Belang van bloemrijke graslanden, ontstaan na jaren van verschralen | Column Hans Kruk, boswachter bij Staatsbosbeheer
Binnen ons werkgebied in Zuidwest-Drenthe beheert Staatsbosbeheer ongeveer 800 hectare bloemrijke graslanden. Dat zijn gebieden met een grote variatie aan grassen en bloeiende kruiden. Door die grote verscheidenheid aan soorten zijn dergelijke weides ecologisch interessant. En dan gaat het niet alleen om de botánische waarde, ook voor veel vlinders, zweefvliegen, kevers en kleine bodemdiertjes zijn deze terreinen belangrijk.

Havelterberg, resultaat na verschralen: grasklokje en gevlekte orchis.

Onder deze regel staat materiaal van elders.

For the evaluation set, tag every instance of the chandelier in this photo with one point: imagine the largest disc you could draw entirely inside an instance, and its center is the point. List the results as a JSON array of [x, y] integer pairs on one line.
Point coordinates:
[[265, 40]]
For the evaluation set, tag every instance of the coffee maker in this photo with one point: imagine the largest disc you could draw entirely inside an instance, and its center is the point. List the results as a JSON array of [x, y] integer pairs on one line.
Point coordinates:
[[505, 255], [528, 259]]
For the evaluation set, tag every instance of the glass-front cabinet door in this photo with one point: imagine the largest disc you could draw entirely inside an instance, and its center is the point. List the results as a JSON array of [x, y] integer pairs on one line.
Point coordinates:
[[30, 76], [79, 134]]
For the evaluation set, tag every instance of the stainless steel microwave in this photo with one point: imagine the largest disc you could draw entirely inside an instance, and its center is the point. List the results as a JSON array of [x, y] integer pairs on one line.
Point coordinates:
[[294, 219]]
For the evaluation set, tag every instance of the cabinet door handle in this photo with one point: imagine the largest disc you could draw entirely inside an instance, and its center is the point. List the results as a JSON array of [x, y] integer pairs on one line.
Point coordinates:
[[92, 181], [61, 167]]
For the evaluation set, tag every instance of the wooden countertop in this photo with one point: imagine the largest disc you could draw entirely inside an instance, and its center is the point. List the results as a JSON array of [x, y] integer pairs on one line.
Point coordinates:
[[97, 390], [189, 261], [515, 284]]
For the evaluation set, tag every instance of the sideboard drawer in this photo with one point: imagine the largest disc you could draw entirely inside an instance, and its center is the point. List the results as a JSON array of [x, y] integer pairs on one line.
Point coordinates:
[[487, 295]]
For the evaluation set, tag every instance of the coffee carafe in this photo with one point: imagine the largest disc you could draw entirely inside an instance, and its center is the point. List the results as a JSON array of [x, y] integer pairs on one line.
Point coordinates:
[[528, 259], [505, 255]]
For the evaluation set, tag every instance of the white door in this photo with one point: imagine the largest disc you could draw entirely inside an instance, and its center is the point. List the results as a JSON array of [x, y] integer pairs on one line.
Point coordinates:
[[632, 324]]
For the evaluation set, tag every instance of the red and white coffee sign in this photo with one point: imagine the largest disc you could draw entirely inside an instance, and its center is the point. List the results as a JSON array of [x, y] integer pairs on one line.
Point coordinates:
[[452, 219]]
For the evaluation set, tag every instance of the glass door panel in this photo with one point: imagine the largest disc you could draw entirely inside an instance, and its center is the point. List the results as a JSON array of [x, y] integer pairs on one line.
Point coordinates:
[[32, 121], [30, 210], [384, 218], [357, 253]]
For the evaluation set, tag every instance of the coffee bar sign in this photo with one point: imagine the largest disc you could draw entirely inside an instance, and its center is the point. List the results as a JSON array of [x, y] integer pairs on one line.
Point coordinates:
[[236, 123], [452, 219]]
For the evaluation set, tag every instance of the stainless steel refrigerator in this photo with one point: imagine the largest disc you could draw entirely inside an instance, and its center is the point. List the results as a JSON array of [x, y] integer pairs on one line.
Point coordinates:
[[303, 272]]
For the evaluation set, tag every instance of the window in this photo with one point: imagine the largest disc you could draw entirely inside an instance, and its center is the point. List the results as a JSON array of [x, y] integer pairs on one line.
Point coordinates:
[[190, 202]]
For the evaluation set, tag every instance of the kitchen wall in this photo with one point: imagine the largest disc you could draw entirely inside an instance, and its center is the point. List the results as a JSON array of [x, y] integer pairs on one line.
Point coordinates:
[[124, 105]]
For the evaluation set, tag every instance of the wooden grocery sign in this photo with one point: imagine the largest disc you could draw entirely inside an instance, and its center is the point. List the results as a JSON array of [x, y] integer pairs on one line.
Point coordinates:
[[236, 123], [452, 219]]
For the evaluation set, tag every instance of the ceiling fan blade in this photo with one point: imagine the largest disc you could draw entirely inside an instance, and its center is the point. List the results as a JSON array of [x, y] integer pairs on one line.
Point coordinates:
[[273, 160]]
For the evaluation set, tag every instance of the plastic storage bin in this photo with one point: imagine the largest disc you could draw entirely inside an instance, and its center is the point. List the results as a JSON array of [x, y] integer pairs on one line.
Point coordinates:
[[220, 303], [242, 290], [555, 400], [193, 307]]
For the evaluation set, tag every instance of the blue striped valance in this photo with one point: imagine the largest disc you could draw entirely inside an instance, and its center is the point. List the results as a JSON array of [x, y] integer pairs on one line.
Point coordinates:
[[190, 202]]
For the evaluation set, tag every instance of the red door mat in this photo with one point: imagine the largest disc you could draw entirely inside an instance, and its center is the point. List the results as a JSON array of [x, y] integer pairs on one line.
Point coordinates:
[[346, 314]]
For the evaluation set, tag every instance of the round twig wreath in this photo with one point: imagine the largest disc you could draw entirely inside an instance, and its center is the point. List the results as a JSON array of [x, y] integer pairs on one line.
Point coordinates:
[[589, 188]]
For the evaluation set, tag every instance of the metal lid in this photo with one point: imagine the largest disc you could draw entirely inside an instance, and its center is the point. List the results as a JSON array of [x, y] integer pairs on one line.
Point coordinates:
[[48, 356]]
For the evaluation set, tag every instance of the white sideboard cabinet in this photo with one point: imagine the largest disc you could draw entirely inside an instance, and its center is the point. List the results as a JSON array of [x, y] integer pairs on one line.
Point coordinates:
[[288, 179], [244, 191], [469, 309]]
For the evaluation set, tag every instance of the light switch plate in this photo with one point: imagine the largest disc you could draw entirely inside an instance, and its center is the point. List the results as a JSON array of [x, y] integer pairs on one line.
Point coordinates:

Foto: Hans Kruk
De officiële naam die wij voor dit soort weidegronden gebruiken is: kruiden- en faunarijk grasland , aangeduid met het beheertypenummer N12.02. Als wij met collega’s onder elkaar over een ‘goed ontwikkelde 12.02’ spreken, dan hebben wij daar direct een beeld bij: een kleurrijk weidegebied, waar veel verschillende grassen en kruiden groeien en waar het op een mooie zomerse dag gonst van insecten. De terreincondities zoals voedselrijkdom en waterhuishouding spelen daarin een belangrijke rol.